Planteó la crítica de arte como una producción teórica y fue mucho más allá de la descripción general y particular; defendía la actividad como conceptual, como conocimiento, y tomaba distancia de la crítica de los poetas.

Enseñaba que todo sistema cultural estaba constituido por tres actividades básicas: producción, distribución y consumo. La obra surge del individuo que la realiza, de la sociedad donde él vive y del sistema cultural al que pertenece. Siempre, todo entendido desde la razón y la sensibilidad, desde las artes, las tecnologías y las ciencias en total relación.

Acha recorrió la historia del arte sin prejuicio y caracterizó la existencia y diferencia entre las artesanías, las artes “cultas” renacentistas y las industriales que vinculó con el diseño del siglo pasado. A partir de los 80 se interesó por los no objetualismos y, principalmente, la geometría. En sus clases hablaba mucho del arte en Venezuela, Brasil y México. En los apuntes de entonces quedaron registrados títulos como “Los problemas de identidad”, “Instalaciones”, “Televisión y video” y “Funciones”.

En su primera visita en 1988 brindó el curso “Nuestra realidad artística.
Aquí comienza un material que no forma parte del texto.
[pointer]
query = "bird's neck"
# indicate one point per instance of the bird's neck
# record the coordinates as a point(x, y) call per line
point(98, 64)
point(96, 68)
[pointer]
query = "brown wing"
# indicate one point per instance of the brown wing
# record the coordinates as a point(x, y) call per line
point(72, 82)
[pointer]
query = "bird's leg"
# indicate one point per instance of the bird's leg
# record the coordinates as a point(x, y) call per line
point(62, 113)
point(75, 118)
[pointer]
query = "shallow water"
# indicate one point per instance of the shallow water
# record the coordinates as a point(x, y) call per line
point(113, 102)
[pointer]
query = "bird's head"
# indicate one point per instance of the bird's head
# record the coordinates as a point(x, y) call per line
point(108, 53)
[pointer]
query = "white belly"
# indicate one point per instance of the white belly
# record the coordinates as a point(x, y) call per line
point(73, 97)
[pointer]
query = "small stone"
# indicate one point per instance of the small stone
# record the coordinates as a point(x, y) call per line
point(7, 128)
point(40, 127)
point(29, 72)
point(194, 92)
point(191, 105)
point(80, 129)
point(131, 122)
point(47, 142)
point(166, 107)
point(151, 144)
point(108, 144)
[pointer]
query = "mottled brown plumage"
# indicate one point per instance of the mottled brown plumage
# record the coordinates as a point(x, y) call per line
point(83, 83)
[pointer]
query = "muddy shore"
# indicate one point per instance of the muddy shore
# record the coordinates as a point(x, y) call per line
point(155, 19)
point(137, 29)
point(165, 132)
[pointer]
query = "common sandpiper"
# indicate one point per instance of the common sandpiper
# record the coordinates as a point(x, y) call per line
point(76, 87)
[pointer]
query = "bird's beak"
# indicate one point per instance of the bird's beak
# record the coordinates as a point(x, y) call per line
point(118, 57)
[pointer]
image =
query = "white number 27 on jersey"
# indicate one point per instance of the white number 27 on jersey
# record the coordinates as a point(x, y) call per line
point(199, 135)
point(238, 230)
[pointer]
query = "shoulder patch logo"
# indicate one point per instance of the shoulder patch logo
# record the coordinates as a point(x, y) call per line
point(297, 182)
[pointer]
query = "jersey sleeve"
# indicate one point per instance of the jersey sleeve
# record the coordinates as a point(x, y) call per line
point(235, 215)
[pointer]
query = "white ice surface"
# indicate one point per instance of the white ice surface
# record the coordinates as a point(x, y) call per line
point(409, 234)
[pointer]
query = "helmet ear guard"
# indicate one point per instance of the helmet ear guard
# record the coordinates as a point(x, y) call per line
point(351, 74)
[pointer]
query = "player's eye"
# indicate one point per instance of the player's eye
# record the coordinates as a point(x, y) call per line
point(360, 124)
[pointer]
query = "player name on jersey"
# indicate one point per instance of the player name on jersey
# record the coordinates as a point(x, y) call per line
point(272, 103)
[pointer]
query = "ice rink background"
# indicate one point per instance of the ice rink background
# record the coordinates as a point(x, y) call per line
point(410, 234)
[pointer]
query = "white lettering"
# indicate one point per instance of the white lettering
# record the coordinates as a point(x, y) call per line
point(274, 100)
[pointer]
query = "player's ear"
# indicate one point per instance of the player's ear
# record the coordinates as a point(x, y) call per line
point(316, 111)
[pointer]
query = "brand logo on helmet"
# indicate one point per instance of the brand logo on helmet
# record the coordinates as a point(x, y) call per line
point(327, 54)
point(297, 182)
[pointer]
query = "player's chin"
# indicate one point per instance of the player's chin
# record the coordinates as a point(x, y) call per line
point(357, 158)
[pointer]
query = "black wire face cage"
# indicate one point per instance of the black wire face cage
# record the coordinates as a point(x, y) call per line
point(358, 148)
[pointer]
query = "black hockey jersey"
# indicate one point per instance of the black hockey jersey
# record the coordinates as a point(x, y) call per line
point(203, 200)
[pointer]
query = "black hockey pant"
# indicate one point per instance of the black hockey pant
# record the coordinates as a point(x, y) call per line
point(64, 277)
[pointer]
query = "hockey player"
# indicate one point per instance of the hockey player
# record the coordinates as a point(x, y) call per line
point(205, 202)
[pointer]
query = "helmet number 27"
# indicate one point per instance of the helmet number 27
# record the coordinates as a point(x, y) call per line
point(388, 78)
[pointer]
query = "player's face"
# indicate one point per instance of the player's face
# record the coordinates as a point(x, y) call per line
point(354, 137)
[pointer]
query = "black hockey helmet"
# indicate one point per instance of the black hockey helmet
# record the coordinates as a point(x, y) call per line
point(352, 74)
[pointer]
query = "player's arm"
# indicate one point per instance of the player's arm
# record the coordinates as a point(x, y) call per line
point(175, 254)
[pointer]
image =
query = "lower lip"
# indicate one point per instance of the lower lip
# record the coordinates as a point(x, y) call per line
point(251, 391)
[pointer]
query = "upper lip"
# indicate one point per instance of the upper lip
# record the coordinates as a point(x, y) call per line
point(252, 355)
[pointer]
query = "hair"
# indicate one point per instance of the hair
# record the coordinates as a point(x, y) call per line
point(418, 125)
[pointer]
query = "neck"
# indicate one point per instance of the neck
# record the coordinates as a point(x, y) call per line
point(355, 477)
Métodos de su análisis”. La noche que llegó, un grupo de profesores lo conoció en una austera cena en un restaurante de San Lorenzo al 300. Entre los más animados estaban Enrique Guiot y Myriam Holgado que habían conocido sus propuestas en el exilio, con el crítico Francisco Fernández; y también Ezequiel Linares, entre otros. Al día siguiente no había docente que no participara de su curso (en verdad, se trataba del primer arribo internacional luego de la dictadura). Una opípara cena en la casa del decano Carlos Navarro (en avenida Mitre casi San Martín) selló su relación con la facultad. El “viejito simpático que sabía mucho” se había convertido en el maestro que obligaba a reflexionar sobre el arte y su producción.

Luego regresó en 1992, y finalmente nos encontramos en las Jornadas Internacionales de la Crítica (Buenos Aires, 1994). Provenía del marxismo y de una militancia que se desconocía (hace pocos años se difundió su actividad política en Perú). Se transformó en un marxólogo, un estudioso de las ideas de Marx y Engels, que había sido capaz de cuestionar la dependencia inmediata del arte de la superestructura a la estructura económica. Con sus análisis (los triángulos), despegó del dogma.

Hace un cuarto de siglo moría el hombre que enseñó a pensar el arte en Tucumán.